On 2012-02-07, Nick Mathewson nickm@alum.mit.edu wrote:
On Sun, Feb 5, 2012 at 7:46 AM, Robert Ransom rransom.8774@gmail.com wrote:
See attached, because GMail would wrap lines if I sent it inline.
Added as proposal 193.
Remember to push it.
This seems like a general case of "A and B prove to each other that they both know some secret S without revealing S." Are there existing protocols for that with security proofs? It seems like something that's probably been done before.
Yes. I believe this is an existing protocol, except for the extra (inner) HMAC (see next chunk of reply).
I wonder, have you got the HMAC arguments reversed in some places? When you do HMAC("string", cookiestring), you seem to be using the secret thing as the message, and the not-secret thing as the key.
I am, but that HMAC is meant only as a ‘tweaked message-digest function’, so that we never ever compute HMAC(potentially_secret_cookie_string, something_else). (It's remotely possible that someone could have a 32-byte HMAC-SHA256 key stored as a binary file; I want to keep the server from abusing such a key.)
This would be a little easier to read if the function HMAC(HMAC(x,y),z) were given a name.
Part of me wants to to incorporate both the ClientChallengeString and ServerChallengeString in both of the authenticator values, just on the theory that authenticating more fields of the protocol is probably smarter.
I'll think about this further.
I'd note that this doesn't actually prevent information leakage entirely.
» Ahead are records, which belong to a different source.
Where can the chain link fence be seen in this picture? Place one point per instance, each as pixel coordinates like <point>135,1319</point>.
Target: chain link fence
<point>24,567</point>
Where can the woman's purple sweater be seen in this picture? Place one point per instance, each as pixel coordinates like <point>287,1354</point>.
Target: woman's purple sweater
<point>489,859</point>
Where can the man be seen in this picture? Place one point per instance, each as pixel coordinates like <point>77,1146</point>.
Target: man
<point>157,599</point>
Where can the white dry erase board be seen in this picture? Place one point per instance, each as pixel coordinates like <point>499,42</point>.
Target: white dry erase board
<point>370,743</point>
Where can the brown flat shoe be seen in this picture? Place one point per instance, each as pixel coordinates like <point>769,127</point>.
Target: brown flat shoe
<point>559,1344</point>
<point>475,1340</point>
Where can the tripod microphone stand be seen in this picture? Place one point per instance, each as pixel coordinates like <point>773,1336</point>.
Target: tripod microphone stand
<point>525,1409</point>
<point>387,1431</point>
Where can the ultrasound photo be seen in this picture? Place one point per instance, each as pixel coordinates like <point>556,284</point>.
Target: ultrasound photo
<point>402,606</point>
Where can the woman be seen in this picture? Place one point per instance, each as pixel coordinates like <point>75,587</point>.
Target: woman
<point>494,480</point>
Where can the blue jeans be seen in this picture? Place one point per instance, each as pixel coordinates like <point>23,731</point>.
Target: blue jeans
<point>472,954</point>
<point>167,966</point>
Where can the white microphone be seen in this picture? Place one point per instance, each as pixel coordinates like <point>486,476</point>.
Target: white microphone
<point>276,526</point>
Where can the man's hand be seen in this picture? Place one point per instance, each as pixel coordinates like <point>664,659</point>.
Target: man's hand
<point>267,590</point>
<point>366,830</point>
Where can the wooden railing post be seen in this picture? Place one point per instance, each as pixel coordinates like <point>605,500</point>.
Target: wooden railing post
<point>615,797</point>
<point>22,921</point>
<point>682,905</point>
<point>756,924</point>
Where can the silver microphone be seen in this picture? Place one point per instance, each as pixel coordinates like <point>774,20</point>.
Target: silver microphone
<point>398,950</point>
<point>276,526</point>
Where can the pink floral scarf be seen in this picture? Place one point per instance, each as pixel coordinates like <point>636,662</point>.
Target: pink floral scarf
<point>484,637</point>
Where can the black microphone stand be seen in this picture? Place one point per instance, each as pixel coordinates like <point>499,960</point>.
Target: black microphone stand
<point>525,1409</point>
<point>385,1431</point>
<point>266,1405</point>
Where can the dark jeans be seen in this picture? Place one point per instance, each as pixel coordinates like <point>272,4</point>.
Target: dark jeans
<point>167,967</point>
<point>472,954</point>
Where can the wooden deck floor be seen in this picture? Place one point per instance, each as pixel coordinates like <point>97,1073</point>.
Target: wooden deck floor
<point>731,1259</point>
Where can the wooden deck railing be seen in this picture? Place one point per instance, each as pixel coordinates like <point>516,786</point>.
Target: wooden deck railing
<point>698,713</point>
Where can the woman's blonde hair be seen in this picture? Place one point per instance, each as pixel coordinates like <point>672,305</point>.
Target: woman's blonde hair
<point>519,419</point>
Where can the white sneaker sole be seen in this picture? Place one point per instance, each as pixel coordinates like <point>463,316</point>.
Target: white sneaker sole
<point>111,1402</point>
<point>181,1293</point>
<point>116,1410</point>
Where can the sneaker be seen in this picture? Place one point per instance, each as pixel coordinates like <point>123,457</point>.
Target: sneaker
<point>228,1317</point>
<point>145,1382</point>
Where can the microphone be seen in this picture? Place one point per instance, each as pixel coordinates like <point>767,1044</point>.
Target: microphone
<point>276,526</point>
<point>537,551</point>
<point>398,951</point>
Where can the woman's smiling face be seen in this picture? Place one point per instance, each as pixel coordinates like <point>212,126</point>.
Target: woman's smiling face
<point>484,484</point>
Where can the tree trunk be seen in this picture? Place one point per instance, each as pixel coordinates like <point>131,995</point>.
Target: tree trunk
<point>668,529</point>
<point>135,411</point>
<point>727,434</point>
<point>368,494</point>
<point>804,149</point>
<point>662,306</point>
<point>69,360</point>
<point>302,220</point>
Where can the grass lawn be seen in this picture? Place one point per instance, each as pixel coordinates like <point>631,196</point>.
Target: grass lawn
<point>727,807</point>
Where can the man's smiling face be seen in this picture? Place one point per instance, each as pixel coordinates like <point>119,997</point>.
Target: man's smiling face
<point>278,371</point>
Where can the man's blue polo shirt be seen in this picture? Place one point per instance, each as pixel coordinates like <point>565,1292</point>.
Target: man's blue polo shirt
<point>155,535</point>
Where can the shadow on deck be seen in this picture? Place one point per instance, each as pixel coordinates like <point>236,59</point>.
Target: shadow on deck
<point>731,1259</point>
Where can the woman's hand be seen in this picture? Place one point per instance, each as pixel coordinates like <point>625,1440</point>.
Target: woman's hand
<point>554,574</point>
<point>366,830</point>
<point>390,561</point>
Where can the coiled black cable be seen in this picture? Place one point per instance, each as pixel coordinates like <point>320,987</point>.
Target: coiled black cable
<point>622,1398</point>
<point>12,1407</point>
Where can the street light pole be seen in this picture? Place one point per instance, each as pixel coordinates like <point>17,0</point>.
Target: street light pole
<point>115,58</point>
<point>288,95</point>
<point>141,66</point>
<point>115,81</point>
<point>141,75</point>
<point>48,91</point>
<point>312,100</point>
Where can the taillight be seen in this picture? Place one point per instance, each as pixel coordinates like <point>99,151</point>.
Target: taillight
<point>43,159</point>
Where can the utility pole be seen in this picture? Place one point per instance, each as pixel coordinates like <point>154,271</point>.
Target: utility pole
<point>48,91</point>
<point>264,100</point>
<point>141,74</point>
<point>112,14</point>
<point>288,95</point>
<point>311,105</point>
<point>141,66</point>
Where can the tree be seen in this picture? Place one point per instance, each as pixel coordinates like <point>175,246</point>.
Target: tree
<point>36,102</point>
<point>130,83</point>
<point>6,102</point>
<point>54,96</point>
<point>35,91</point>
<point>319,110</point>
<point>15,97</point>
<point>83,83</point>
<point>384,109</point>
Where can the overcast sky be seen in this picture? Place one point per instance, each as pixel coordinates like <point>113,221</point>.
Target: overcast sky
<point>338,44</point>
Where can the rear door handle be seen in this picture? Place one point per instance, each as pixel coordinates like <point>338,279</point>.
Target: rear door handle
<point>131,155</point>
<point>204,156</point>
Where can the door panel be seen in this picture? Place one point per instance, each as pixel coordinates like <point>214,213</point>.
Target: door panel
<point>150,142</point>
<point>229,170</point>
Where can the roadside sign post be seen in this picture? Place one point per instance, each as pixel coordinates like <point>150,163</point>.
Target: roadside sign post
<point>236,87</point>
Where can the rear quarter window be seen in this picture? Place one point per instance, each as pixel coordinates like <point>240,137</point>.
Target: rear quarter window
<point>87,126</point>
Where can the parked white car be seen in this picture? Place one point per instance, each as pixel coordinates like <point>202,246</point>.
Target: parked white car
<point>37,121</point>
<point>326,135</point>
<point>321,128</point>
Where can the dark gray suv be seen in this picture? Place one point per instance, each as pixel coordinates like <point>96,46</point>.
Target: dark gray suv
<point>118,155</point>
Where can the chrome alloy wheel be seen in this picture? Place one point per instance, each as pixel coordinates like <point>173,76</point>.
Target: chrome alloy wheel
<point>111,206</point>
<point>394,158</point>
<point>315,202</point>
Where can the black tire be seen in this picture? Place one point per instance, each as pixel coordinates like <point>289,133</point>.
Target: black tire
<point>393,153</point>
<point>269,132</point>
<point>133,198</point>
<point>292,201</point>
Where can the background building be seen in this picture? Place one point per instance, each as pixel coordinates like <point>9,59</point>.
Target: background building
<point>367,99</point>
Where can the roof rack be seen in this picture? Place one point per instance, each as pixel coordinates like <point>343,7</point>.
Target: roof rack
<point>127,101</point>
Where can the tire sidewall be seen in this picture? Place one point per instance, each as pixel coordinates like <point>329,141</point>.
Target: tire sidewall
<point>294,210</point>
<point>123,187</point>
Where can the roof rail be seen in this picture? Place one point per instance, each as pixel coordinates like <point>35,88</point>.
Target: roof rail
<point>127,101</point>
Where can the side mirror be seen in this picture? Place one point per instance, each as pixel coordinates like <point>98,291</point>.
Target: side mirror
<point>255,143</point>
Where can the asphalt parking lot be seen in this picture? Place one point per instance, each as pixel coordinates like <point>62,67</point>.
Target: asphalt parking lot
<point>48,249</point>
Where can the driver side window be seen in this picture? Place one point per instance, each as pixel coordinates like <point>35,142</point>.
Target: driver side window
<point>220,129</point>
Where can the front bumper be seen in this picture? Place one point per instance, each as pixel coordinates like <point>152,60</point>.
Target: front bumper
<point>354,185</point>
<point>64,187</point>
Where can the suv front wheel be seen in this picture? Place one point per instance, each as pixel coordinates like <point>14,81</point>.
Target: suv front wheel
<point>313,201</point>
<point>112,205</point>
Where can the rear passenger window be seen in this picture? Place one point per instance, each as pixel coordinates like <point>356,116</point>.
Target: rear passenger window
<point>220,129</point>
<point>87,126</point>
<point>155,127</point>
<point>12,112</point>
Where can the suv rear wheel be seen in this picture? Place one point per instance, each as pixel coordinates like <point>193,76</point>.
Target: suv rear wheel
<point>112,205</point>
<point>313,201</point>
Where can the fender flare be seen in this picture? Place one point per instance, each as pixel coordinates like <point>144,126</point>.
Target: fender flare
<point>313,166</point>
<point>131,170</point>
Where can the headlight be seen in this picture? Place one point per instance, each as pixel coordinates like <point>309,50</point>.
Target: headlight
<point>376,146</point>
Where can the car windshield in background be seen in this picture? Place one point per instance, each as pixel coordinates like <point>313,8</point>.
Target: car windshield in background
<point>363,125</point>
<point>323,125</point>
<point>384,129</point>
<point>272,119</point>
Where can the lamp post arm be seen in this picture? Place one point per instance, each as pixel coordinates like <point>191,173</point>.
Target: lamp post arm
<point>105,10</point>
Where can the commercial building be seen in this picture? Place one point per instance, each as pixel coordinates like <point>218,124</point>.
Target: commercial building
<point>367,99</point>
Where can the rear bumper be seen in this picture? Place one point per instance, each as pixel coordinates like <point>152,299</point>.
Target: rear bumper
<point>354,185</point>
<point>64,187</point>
Instead of making you reveal some secret 32-byte file S, the attacker now makes you reveal HMAC(HMAC(k,S),c), where k is constant and the attacker controls c. That's fine if S has plenty of entropy, but not so good if (say) S has 20 bytes of predictable data and 12 bytes of a user-generated password. Then again, I'm not so sure a zero-knowledge protocol is really warranted here.
The server reveals its string first, thereby proving knowledge of the secret (unless the client e.g. reuses a challenge, in which case it deserves to lose) or access to an oracle for the server-to-controller PoK. (If the server has access to an oracle, it can already brute-force a low-entropy secret. An honest server's secret is not low-entropy, so we don't have to worry about a client using this attack.)
This is also another reason that I used the weird HMAC-of-HMAC construction for both proofs -- no one has an excuse for using a protocol which this authentication protocol could be used to attack.
I am leery of adding this to 0.2.3.x (which is in feature-freeze), much less backporting it, but I'm having a hard time coming up with a way to do this entirely in the controller, so I guess we could call it a "security fix" rather than a "feature" if we can't think of another way to kludge around the problem.
The best that a controller can do without this protocol is to refuse to use the cookie path Tor specifies in its response to a PROTOCOLINFO command unless the controller's user has whitelisted that cookie path. I don't know whether that would be acceptable to controller authors and users.